Researchers collected data from adults aged younger than 50 years who participated in the Ethnic/Racial Variations in Intracerebral Hemorrhage study, a prospective multicenter study of intracerebral hemorrhage (ICH) in adults. Hispanic, black and white patients with ICH were enrolled at 42 sites in the United States between 2011 and 2015.

Functional outcomes 3 months after ICH were determined using a modified Rankin Scale (mRS), with scores of 4 to 6 indicating poor outcomes.

Source: Miyares LC, et al. Neurology. 2020;doi:10.1212/WNL.0000000000008930.

A total of 418 patients with a mean age of 43 years were included in analyses. Of those, 47% were Hispanic, 41% were black and 12% were white.

At 3 months, 35% of patients had poor functional outcomes — 18% could not walk without assistance (mRS 4), 8% were incontinent and needed constant nursing care (mRS 5), and 10% died (mRS 6).

The proportion of those with an mRS score ranging from 4 to 6 was 52% among white patients, 35% among black patients and 31% among Hispanic patients.

Compared with white patients, black patients had a 58% lower risk for poor functional outcomes (OR = 0.42; 95% CI, 0.18-0.99), and Hispanic patients had a 66% lower risk (OR = 0.34; 95% CI, 0.15-0.78) in a multivariable analysis.

Researchers found that white patients had larger hematoma volumes upon admission than black and Hispanic patients. An analysis showed there was not a statistically significant interaction between black patients and ICH volume, suggesting that their lower volume was not a contributing factor to their better 3-month functional outcomes. The proportion of hematoma expansion was similar across all groups.

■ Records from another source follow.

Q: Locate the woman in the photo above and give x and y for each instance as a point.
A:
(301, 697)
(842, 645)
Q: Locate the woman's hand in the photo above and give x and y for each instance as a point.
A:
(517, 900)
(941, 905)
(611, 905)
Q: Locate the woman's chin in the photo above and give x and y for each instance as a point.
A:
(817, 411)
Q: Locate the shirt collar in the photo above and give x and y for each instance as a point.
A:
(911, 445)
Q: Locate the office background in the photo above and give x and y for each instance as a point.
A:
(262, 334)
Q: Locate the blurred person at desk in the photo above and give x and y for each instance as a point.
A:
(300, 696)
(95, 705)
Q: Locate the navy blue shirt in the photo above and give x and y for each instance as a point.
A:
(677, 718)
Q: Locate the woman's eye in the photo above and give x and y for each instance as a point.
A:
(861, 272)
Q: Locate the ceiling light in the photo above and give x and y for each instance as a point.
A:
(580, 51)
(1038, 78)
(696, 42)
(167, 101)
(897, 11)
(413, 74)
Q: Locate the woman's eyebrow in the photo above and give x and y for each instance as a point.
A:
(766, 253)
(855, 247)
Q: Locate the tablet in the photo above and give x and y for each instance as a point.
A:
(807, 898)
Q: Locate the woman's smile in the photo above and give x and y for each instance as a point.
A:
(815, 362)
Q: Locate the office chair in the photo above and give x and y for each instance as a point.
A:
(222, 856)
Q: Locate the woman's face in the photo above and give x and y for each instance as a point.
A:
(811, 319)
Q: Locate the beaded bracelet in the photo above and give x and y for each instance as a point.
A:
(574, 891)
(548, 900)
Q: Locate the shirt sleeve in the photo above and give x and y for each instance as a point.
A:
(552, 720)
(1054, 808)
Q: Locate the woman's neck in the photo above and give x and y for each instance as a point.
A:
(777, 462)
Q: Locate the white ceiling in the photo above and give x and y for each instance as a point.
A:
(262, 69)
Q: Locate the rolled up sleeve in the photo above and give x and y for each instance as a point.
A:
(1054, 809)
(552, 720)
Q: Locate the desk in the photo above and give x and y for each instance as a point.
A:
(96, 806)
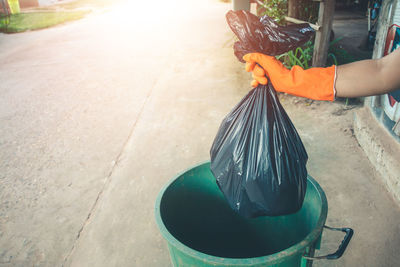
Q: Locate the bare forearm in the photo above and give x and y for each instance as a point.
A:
(369, 77)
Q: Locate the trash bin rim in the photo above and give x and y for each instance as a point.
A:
(271, 259)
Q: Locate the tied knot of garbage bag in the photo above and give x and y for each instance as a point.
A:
(257, 157)
(263, 35)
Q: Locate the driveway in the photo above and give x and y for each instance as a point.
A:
(97, 115)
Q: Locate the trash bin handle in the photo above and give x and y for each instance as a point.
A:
(342, 247)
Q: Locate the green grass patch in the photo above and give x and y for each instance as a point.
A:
(39, 20)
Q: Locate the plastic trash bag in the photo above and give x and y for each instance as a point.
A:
(257, 157)
(263, 35)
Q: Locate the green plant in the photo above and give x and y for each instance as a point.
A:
(300, 56)
(276, 9)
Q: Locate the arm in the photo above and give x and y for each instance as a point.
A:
(362, 78)
(369, 77)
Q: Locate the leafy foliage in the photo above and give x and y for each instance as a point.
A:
(276, 9)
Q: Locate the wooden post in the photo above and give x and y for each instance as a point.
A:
(325, 18)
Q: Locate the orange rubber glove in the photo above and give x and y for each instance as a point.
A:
(313, 83)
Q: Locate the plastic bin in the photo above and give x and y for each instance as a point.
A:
(202, 230)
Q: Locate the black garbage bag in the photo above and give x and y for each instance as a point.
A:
(257, 157)
(263, 35)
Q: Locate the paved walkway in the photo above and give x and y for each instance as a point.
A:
(97, 115)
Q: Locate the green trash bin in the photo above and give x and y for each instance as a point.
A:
(14, 6)
(202, 230)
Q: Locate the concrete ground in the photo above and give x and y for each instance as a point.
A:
(97, 115)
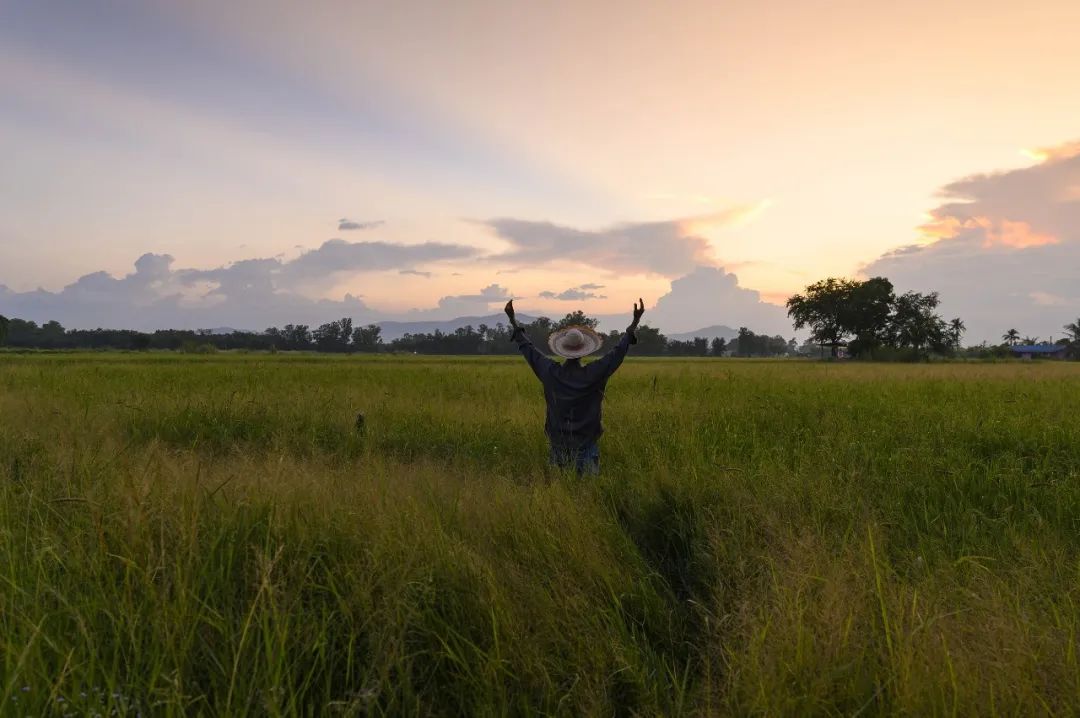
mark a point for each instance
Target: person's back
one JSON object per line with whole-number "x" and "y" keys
{"x": 574, "y": 391}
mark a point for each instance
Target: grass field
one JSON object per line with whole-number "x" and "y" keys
{"x": 213, "y": 536}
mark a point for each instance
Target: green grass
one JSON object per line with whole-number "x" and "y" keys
{"x": 186, "y": 536}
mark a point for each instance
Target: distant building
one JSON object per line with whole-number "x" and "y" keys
{"x": 1040, "y": 351}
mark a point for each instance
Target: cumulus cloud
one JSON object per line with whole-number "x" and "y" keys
{"x": 1003, "y": 249}
{"x": 338, "y": 256}
{"x": 487, "y": 299}
{"x": 669, "y": 248}
{"x": 251, "y": 294}
{"x": 574, "y": 294}
{"x": 709, "y": 296}
{"x": 346, "y": 225}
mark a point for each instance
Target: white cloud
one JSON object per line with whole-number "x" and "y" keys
{"x": 574, "y": 294}
{"x": 251, "y": 294}
{"x": 669, "y": 248}
{"x": 709, "y": 296}
{"x": 1003, "y": 251}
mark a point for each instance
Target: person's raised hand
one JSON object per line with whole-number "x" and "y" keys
{"x": 638, "y": 310}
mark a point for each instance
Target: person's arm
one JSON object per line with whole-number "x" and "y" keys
{"x": 539, "y": 363}
{"x": 606, "y": 365}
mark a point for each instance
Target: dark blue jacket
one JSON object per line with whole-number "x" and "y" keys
{"x": 574, "y": 391}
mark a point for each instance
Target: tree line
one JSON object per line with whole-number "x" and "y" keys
{"x": 342, "y": 336}
{"x": 873, "y": 321}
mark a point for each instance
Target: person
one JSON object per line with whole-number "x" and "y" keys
{"x": 575, "y": 391}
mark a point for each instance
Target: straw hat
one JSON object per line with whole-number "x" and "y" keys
{"x": 575, "y": 341}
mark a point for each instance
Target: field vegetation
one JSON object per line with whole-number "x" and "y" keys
{"x": 221, "y": 534}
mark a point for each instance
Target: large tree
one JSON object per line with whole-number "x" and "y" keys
{"x": 823, "y": 308}
{"x": 866, "y": 314}
{"x": 367, "y": 338}
{"x": 836, "y": 309}
{"x": 915, "y": 325}
{"x": 577, "y": 319}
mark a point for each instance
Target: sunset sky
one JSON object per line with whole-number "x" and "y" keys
{"x": 272, "y": 162}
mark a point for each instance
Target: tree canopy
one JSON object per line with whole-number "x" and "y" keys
{"x": 868, "y": 314}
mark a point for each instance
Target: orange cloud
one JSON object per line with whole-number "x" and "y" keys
{"x": 739, "y": 216}
{"x": 1003, "y": 233}
{"x": 1016, "y": 234}
{"x": 1052, "y": 153}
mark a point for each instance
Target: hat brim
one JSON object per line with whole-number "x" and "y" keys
{"x": 591, "y": 343}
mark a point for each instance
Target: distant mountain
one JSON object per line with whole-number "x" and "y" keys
{"x": 709, "y": 333}
{"x": 393, "y": 330}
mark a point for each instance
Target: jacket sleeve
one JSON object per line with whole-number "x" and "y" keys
{"x": 606, "y": 365}
{"x": 538, "y": 362}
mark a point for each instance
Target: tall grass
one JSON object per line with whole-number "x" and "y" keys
{"x": 184, "y": 536}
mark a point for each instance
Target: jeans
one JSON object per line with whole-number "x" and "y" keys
{"x": 585, "y": 460}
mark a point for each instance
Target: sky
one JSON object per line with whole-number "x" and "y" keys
{"x": 194, "y": 164}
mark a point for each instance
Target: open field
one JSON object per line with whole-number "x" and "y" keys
{"x": 212, "y": 536}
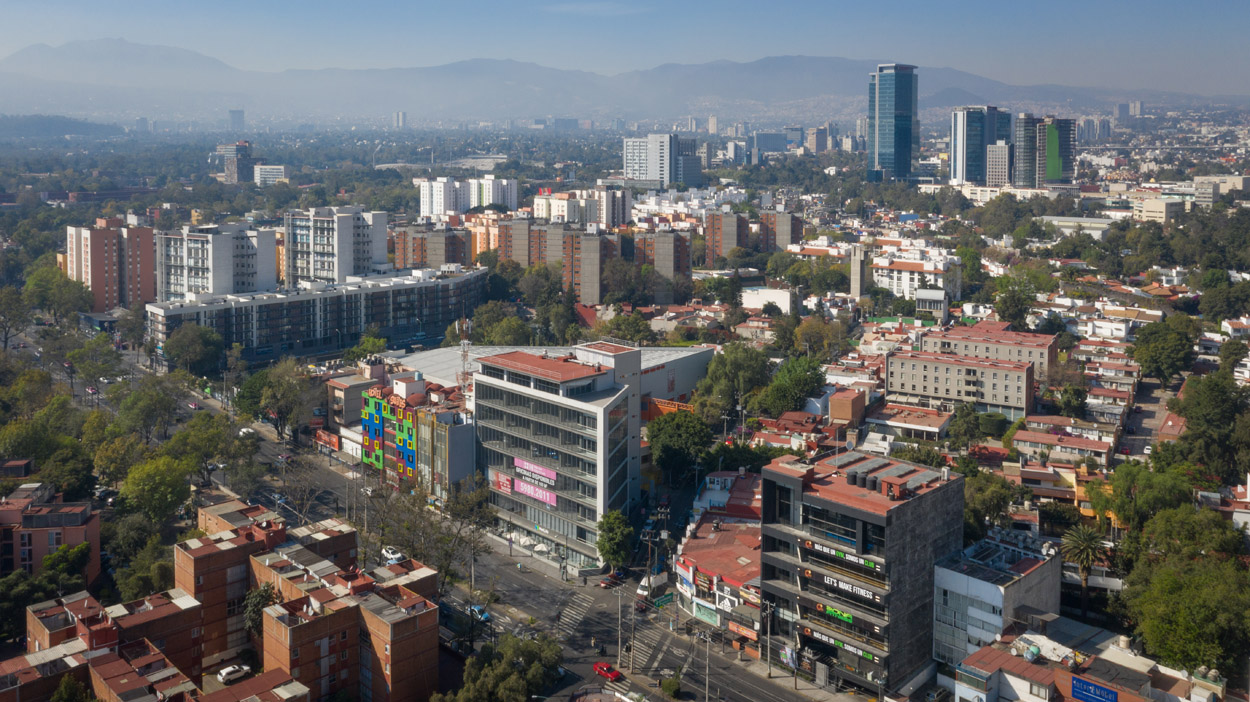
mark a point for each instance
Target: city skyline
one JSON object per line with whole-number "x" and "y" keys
{"x": 1131, "y": 50}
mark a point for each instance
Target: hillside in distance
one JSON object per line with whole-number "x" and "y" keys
{"x": 119, "y": 80}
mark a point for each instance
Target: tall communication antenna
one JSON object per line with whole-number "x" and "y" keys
{"x": 464, "y": 326}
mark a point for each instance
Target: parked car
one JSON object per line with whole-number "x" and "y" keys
{"x": 231, "y": 673}
{"x": 608, "y": 671}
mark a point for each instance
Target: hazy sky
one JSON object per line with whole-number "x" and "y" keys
{"x": 1184, "y": 46}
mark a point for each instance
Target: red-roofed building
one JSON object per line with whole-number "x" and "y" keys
{"x": 849, "y": 546}
{"x": 718, "y": 568}
{"x": 34, "y": 522}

“Therefore, these findings may indicate that the differences in outcome between black people, Latino people and white people may be driven more by biological, social and treatment factors related to the risk of bleeding stroke, rather than by differences in early management after admission to the hospital,” Woo explained in the press release. – by Erin Michael

Disclosures: Woo reports receiving grant support from NINDS. Please see the study for all other authors’ relevant financial disclosures.